The 2024 Spring Bank Holiday weekend looks set to be predominantly bright and showery, although some places will enjoy a dry, sunny day today. However, there will be areas of cloud and persistent rain near the east coast and in the southwest today and in most parts of Scotland and Northern Ireland tomorrow. Temperatures are expected to be close to or slightly above the long-term average for late May. Overall, an ordinary Bank Holiday weekend is in store for most of us—not a washout.
Officially, the highest temperature recorded in the UK during a late May Bank Holiday weekend was a long time ago: 32.8°C at Horsham (West Sussex), Tunbridge Wells (Kent) and Regent's Park (London) on the Monday in 1944. It was relatively common for temperature records to be shared between locations back then, because temperatures were typically rounded to the nearest degree Fahrenheit, rather than recorded to the nearest tenth of a degree Celsius as we see today. It's safe to say that this record will not be challenged during the 2024 Bank Holiday.
In the past decade, the most widespread example of a predominantly warm, dry and sunny late May Bank Holiday was probably in 2018. May 2018 was one of the warmest and sunniest Mays on record for much of the UK, and for much of the country the warmest and sunniest weather coincided exactly with the two Bank Holiday weekends. 2018 was generally a hot, dry, sunny summer, with the sunniest weather generally concentrated between May and July, and some areas went for over 50 days without any measurable rain.
Subsequently, May 2020 was even sunnier, completing what was the sunniest spring on record for the UK, although in 2020 the late May Bank Holiday was relatively mixed, and the really sunny weather set in on the Bank Holiday Monday and lasted through to the beginning of June.

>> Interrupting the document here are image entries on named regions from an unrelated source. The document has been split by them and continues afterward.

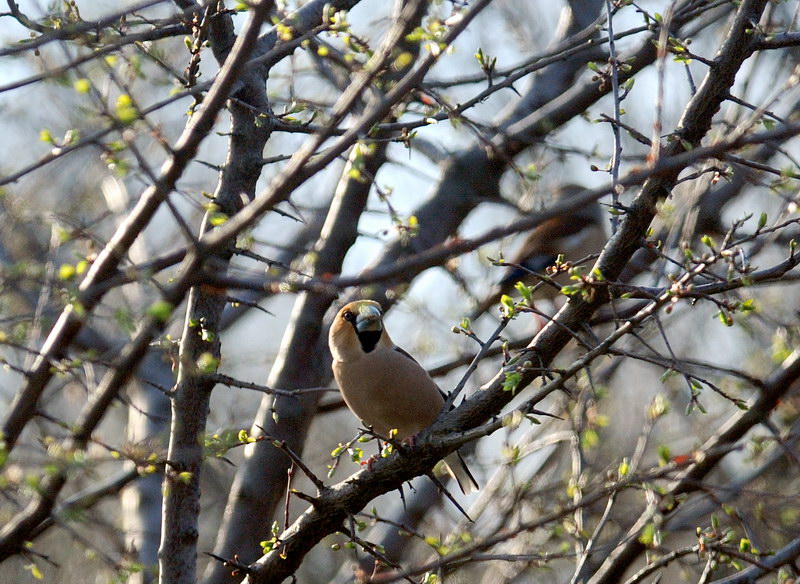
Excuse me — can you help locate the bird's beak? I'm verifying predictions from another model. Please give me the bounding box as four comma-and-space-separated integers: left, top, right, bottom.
356, 304, 383, 333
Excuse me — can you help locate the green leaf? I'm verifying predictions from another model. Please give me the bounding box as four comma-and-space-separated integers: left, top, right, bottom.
503, 371, 522, 394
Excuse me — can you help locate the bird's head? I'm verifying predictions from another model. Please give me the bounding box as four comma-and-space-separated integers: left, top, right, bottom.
328, 300, 391, 361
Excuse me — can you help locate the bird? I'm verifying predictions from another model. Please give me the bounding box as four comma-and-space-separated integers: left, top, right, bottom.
469, 184, 608, 320
328, 300, 479, 495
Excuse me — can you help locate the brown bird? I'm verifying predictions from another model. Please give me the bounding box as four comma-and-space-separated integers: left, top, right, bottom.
328, 300, 478, 494
470, 185, 608, 320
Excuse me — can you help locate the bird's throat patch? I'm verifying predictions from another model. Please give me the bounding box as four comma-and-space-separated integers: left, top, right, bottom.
357, 331, 382, 353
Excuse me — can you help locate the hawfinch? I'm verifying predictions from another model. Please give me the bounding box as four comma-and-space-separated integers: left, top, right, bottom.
470, 185, 608, 320
328, 300, 478, 494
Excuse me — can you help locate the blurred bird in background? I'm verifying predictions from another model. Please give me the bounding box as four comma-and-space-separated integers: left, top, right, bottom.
469, 184, 608, 320
328, 300, 478, 495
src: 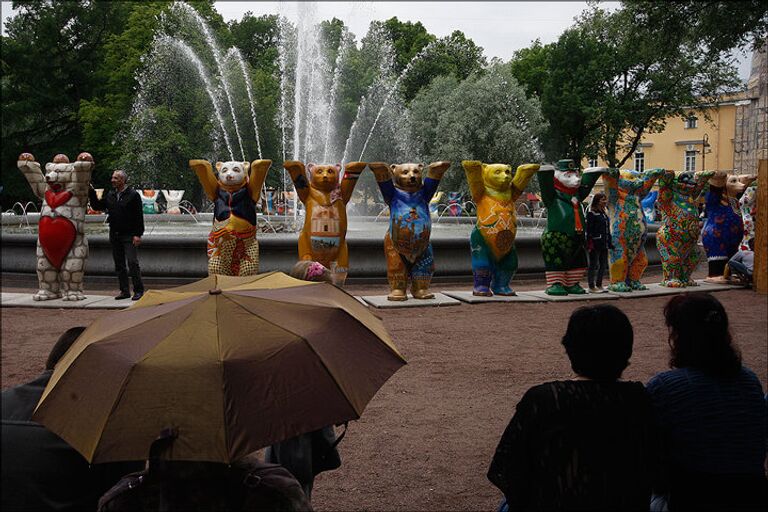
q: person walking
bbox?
[587,192,613,293]
[88,170,144,300]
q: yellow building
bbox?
[582,43,768,174]
[582,96,749,171]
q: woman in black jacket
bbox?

However, most recent late May Bank Holidays have been rather like this one will be – a mixed bag, but not a washout. A notable near-miss, if it's warm sunshine you're after, was in 2012, when late May was generally sunny and warm, but the late May Bank Holiday was moved to 4 June that year, and ironically early June 2012 was predominantly cool and cloudy with some rain in places.
Probably the starkest example of a washout late May Bank Holiday weekend in the 21st century was that of 2007, when there were northerly winds and a depression moved eastwards across southern England, producing an unseasonably cold, dull and wet day with persistent rain and maximum temperatures locally below 7°C. However, the weekend was more ordinary in Scotland and the north of England, generally brighter with scattered showers.
It may not have seemed like a particularly warm spring for many of us, with generally cloudy and wet weather in March and early April, and a cool second half of April, although May has produced more in the way of warm sunshine. However, in the long-running Central England Temperature series, which is based on sets of temperature observations around Lancashire and Oxfordshire going back to 1659, there is a substantial chance of Spring 2024 coming out as the warmest spring on record. The two previous warmest springs in the record were 2011 and 2017 with a mean of 10.3°C. (Note that these figures are the average of the maximum and minimum temperatures – the mean daytime maximum temperature is typically 4 to 5°C higher). May's figure is currently running at 14.2°C, and if it sustains this through to the end of the month, it will be the second warmest May in the series (after the remarkable May 1833, which recorded 15.1°C) and the warmest spring on record overall, with a mean of 10.6°C. In the Met Office's UK temperature series, there is also a fair chance of this spring ending up as the warmest on record.
It has become more common in recent years for record warm seasons to not seem exceptionally warm, because, due to the general warming of the UK climate, sometimes record warmth is achieved mainly via consistently above-average temperatures for much of the time, and a lack of major cold spells. Although the second half of April 2024 was cold by recent standards, we had a colder second half of April as recently as 2016 and 2021. In the 20th century, record seasonal warmth tended to rely more on there being exceptional spells of warm/hot and sunny weather, such as in the warm spring of 1990, which featured exceptional warmth in mid-March and an exceptional heatwave in the first week of May.